One of the most important ways to find competent and trustworthy investment advisers is to be sure they owe you a fiduciary duty. This means the advisers’ legal and ethical responsibility is to act in your best interests, not their own or their employer’s.
An ongoing legal case featured in an October 31 article by Ann Marsh in the online Financial Planning magazine highlights both the importance and the difficulty of finding a fiduciary adviser. (Disclosure: I am one of several advisers quoted in the article.) The whistleblower case against J. P. Morgan involves an adviser and former J. P. Morgan employee, Johnny Burris, who says he was fired after refusing to give in to pressure to sell some of his employer’s high-priced products that he did not believe to be in his clients’ best interest.
Here is why this case is important to anyone looking for financial advice: many advisers at investment firms like J. P. Morgan hold the Certified Financial Planner (CFP) designation. According to the website of the CFP Board of Standards, the organization that awards the certification, CFP’s are required “to put your interests ahead of their own at all times and to provide their financial planning services as a ‘fiduciary’—acting in the best interest of their financial planning clients.”
This sounds straightforward enough. Since 2008, the CFP Board has positioned the CFP designation as an indicator that an adviser will put clients’ interest first.

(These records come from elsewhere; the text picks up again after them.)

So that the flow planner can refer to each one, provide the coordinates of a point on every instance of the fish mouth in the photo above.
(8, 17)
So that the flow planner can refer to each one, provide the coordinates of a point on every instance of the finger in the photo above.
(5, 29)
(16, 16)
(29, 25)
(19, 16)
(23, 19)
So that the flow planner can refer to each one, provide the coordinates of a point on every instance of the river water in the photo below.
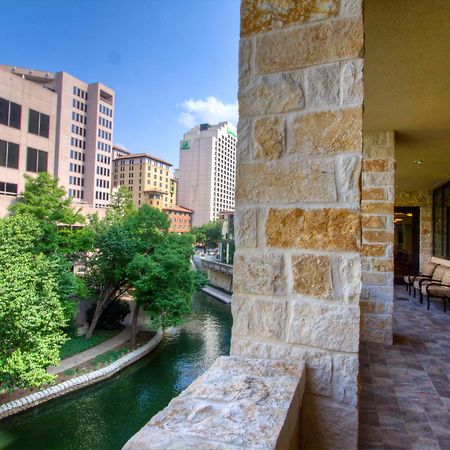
(106, 415)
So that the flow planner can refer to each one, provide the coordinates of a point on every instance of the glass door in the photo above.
(406, 242)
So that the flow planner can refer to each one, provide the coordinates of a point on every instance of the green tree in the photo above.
(163, 281)
(209, 234)
(33, 304)
(117, 242)
(121, 203)
(45, 200)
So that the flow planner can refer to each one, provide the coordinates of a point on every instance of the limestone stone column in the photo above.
(378, 186)
(297, 271)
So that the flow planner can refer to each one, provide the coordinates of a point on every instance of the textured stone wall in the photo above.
(424, 200)
(378, 174)
(297, 268)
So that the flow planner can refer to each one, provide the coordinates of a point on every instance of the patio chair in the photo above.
(438, 290)
(420, 282)
(427, 272)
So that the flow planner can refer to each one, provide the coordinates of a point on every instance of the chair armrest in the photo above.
(427, 279)
(420, 275)
(435, 284)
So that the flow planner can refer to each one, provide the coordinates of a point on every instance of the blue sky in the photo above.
(172, 63)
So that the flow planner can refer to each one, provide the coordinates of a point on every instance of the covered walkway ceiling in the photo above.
(407, 85)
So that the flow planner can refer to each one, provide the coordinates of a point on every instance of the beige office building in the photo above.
(148, 178)
(27, 134)
(83, 133)
(207, 171)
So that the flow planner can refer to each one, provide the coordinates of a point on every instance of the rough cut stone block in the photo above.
(377, 208)
(345, 379)
(373, 194)
(258, 317)
(245, 226)
(373, 249)
(248, 382)
(352, 83)
(245, 58)
(306, 46)
(238, 417)
(285, 182)
(383, 265)
(258, 16)
(325, 229)
(373, 222)
(375, 165)
(378, 237)
(319, 365)
(378, 179)
(347, 278)
(373, 278)
(259, 274)
(323, 86)
(348, 171)
(269, 94)
(332, 327)
(269, 138)
(326, 132)
(244, 143)
(312, 276)
(351, 7)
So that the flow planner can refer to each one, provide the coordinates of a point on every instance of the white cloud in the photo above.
(210, 110)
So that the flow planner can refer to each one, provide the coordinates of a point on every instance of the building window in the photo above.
(8, 188)
(9, 155)
(36, 160)
(38, 123)
(10, 113)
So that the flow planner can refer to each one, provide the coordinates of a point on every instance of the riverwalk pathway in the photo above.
(91, 353)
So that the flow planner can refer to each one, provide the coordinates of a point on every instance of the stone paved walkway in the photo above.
(405, 392)
(91, 353)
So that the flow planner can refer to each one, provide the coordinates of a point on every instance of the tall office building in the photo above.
(27, 134)
(207, 170)
(151, 183)
(84, 126)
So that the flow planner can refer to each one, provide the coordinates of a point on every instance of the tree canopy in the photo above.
(45, 200)
(209, 234)
(33, 304)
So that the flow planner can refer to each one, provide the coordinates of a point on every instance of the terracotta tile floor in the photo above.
(405, 388)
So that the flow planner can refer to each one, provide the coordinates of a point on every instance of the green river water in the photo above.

Unfortunately, that isn’t quite accurate. Here is the tricky part: Advisers who sell financial products are allowed to “wear two hats” in their interaction with consumers. Any time they are giving financial advice and acting as financial planners (as defined by the CFP Board), they are expected to act in the best interest of the client/customer. Yet if they don’t give any financial advice other than what is ancillary to the sale (a very confusing concept) of financial products to the same client/customer, that fiduciary requirement does not apply. The consumer is apparently expected to have the exceptional discernment and knowledge to know which hat is being worn at any given time.
As a consumer, you can assume advisers holding the CFP designation have completed many hours of education and passed tests to assess their professional competence. However, because of the CFP Board’s hairsplitting, you cannot assume “CFP” equals “fiduciary.” You still have to ask two essential questions.
The first is “In this engagement with me, who are you primarily responsible to, me or your company?” An adviser employed by a brokerage house or investment bank is very likely to be held most responsible to their company and expected to sell that firm’s financial products. This sets up a conflict of interest, in that the products with the highest fees will make the most money for the firm and the adviser, while those with lower fees may well be in the best interest of the clients.
A CFP adviser who works for an independent financial planning firm may be less likely to be pressured to sell a given line of products. They also may do enough financial planning to be required to be a fiduciary. However, you still need to ask the second question: “How do you get paid?” Any adviser who receives income from selling financial products cannot fully represent clients as a fiduciary without first overcoming an inherent conflict of interest.
An adviser who doesn’t sell any products, who gives investment advice, and whose income comes solely from client fees is answerable and responsible to those clients as a fiduciary. You can trust that such a fee-only adviser will genuinely put your interests first.